Depuis les années 90, notre pays vit avec le triomphe des forces du capital, la lutte des classes s’est exacerbée, le peuple français s’est dispersé. Notre pays a entamé une dérive vers un régime présidentiel fort. Il est urgent d’installer une sixième République, nous avons donc besoin, nous, de travail collectif, ce qui n’empêche pas l’expression de têtes dirigeantes respectueuses et enrichissantes. Si le capitalisme est compatible avec tout type de régime et s’accommode très bien des dictatures religieuses ou non, notre alternative sera nécessairement démocratique ou ne sera pas. Elle sera ouverte, collective, écologique et européenne. Elle associera la nation au sens souveraineté du peuple (et non pas nationaliste) et l’idée d’une Union Européenne démocratique et sociale.
Raoul-Marc Jennar a raison de dire qu’il faut travailler à proposer un autre développement économique, mais nous ne savons pas où il a vu ou lu que le PCF proposait un développement de type productiviste : venez nombreux à l’université d’été du PCF les 29, 30 et 31 août en Savoie aux Karellis vous débattrez avec un représentant du GIEC pour faire le point sur le réchauffement climatique, des paysans de la confédération paysanne ou du MODEF, des biologistes, des physiciens, des économistes atterrés ou non, des philosophes marxistes ou non, des écrivains…
3) Oui à la démarche unitaire européenne, c’est le dernier point que nous voulons développer et qui est de nature à donner une crédibilité forte de la démarche du Front de Gauche et là nous avons une divergence de fond avec le texte de Raoul-Marc Jennar.

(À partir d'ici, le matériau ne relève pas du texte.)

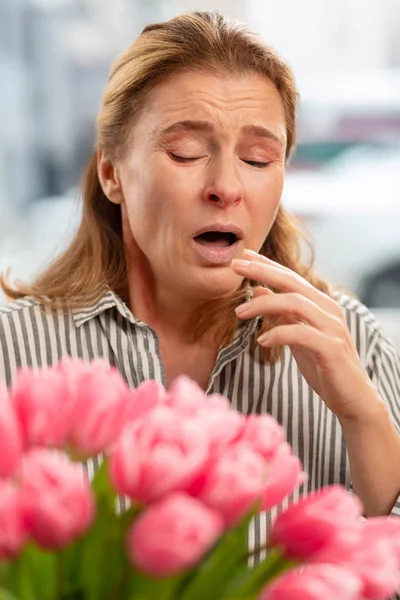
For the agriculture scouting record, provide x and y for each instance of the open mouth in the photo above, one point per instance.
(217, 239)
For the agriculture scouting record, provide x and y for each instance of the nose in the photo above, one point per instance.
(225, 187)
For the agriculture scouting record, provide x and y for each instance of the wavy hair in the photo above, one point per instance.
(205, 41)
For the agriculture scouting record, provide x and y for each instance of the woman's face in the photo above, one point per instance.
(202, 179)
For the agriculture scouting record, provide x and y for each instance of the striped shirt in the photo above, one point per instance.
(34, 336)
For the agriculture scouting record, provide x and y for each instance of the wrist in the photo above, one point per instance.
(372, 411)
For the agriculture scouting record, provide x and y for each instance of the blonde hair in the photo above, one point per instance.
(199, 41)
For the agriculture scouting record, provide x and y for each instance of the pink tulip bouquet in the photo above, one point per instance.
(165, 515)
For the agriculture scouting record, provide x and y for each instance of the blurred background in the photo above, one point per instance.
(343, 181)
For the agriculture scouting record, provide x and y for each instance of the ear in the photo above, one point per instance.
(110, 182)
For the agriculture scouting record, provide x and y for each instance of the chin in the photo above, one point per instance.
(217, 283)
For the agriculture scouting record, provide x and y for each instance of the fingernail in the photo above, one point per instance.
(242, 309)
(251, 253)
(239, 263)
(263, 338)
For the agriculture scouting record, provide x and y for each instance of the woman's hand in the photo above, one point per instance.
(313, 326)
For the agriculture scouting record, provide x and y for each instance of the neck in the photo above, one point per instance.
(173, 315)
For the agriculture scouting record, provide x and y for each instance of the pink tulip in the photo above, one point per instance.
(159, 454)
(56, 498)
(10, 437)
(224, 427)
(284, 474)
(322, 527)
(172, 535)
(99, 400)
(234, 482)
(41, 403)
(264, 434)
(377, 557)
(314, 582)
(12, 528)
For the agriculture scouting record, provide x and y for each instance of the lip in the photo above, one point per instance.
(217, 256)
(224, 227)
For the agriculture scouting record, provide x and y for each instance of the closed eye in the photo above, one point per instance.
(183, 159)
(257, 164)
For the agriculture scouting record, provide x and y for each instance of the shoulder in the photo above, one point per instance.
(368, 334)
(31, 335)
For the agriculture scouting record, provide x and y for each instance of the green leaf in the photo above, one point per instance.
(33, 574)
(102, 488)
(142, 587)
(104, 566)
(253, 580)
(6, 595)
(218, 568)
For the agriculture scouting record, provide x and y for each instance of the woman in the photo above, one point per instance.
(185, 262)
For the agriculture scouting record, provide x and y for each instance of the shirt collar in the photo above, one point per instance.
(106, 301)
(110, 300)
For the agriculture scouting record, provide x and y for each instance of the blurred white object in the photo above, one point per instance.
(352, 210)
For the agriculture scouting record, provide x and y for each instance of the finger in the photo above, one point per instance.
(292, 306)
(262, 291)
(298, 335)
(285, 280)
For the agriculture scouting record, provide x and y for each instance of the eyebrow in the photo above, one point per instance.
(190, 125)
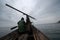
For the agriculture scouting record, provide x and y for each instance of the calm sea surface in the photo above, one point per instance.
(52, 31)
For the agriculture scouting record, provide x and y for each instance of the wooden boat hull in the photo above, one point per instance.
(37, 35)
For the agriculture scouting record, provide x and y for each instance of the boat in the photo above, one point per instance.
(35, 35)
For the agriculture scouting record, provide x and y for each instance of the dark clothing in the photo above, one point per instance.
(21, 26)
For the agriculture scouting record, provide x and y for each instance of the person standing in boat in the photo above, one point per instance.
(21, 26)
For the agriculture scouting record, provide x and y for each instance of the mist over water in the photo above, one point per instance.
(52, 31)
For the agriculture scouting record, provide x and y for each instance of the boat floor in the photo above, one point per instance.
(17, 36)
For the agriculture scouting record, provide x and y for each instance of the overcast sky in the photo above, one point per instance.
(45, 11)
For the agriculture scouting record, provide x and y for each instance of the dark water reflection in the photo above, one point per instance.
(52, 31)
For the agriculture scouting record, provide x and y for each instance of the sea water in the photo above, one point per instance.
(52, 31)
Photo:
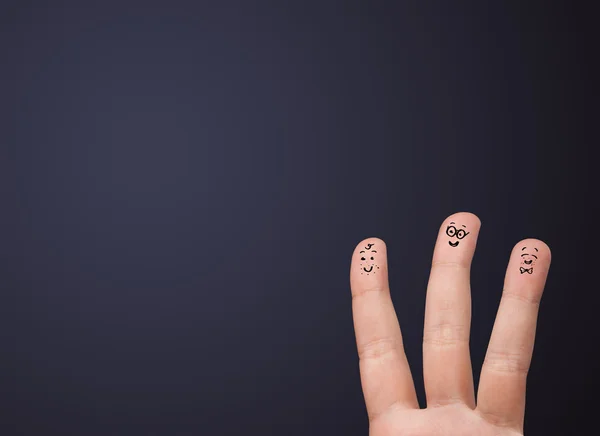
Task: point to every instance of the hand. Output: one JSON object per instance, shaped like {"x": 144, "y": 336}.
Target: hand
{"x": 451, "y": 410}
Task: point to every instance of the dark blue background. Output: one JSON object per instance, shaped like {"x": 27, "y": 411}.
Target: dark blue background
{"x": 183, "y": 184}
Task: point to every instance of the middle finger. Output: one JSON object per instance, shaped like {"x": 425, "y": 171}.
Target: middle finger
{"x": 446, "y": 360}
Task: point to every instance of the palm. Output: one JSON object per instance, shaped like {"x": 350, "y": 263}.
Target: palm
{"x": 451, "y": 406}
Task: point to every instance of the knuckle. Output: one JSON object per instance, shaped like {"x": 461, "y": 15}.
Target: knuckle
{"x": 445, "y": 334}
{"x": 377, "y": 348}
{"x": 507, "y": 362}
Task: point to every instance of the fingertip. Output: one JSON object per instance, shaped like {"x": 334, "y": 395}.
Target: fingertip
{"x": 370, "y": 244}
{"x": 528, "y": 256}
{"x": 369, "y": 261}
{"x": 537, "y": 246}
{"x": 466, "y": 218}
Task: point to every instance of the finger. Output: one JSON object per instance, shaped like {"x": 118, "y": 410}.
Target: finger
{"x": 446, "y": 360}
{"x": 385, "y": 375}
{"x": 501, "y": 394}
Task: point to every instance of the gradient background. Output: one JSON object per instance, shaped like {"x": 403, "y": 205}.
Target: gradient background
{"x": 183, "y": 184}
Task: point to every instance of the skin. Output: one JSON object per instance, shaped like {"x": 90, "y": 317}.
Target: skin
{"x": 452, "y": 410}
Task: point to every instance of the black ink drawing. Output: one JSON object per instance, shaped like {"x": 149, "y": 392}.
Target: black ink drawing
{"x": 368, "y": 260}
{"x": 528, "y": 260}
{"x": 452, "y": 231}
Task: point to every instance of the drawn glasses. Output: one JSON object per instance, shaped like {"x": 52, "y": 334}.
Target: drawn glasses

Nous ne sommes pas seuls en Europe dans l’Union Européenne ou hors Union Européenne et nous devons le faire savoir. Le Parti de la Gauche Européenne (PGE) réunit des partis de tout le continent : le plus emblématique est Syriza en Grèce avec Alexis Tsipras qui est aux portes du pouvoir (nous avons la responsabilité de l’aider) et partout les formations s’en réclamant font de meilleurs scores électoraux depuis quelques temps : en Espagne, au Portugal, en Slovénie, en Tchéquie, en Allemagne, … Le groupe de la Gauche Unitaire Européenne/Gauche Verte Nordique fait un travail remarquable au parlement européen, il est passé de 34 à 52 députés. En France, le Front de Gauche n’a pas utilisé suffisamment ce travail réalisé et malgré la stabilité de son score en pourcentage, n’a pas réussi la percée attendue (toute tête de liste confondue : PG, PCF, Ensemble)
A l’heure où des bruits de bottes résonnent partout dans le monde, les « prolétaires » de tous les pays doivent contribuer d’urgence à appuyer toutes les initiatives qui vont dans le sens de la paix.
Pour nous le Front de Gauche n’est pas mort et nous ne renoncerons pas. Nous préférons travailler tous ensemble à relever les défis posés.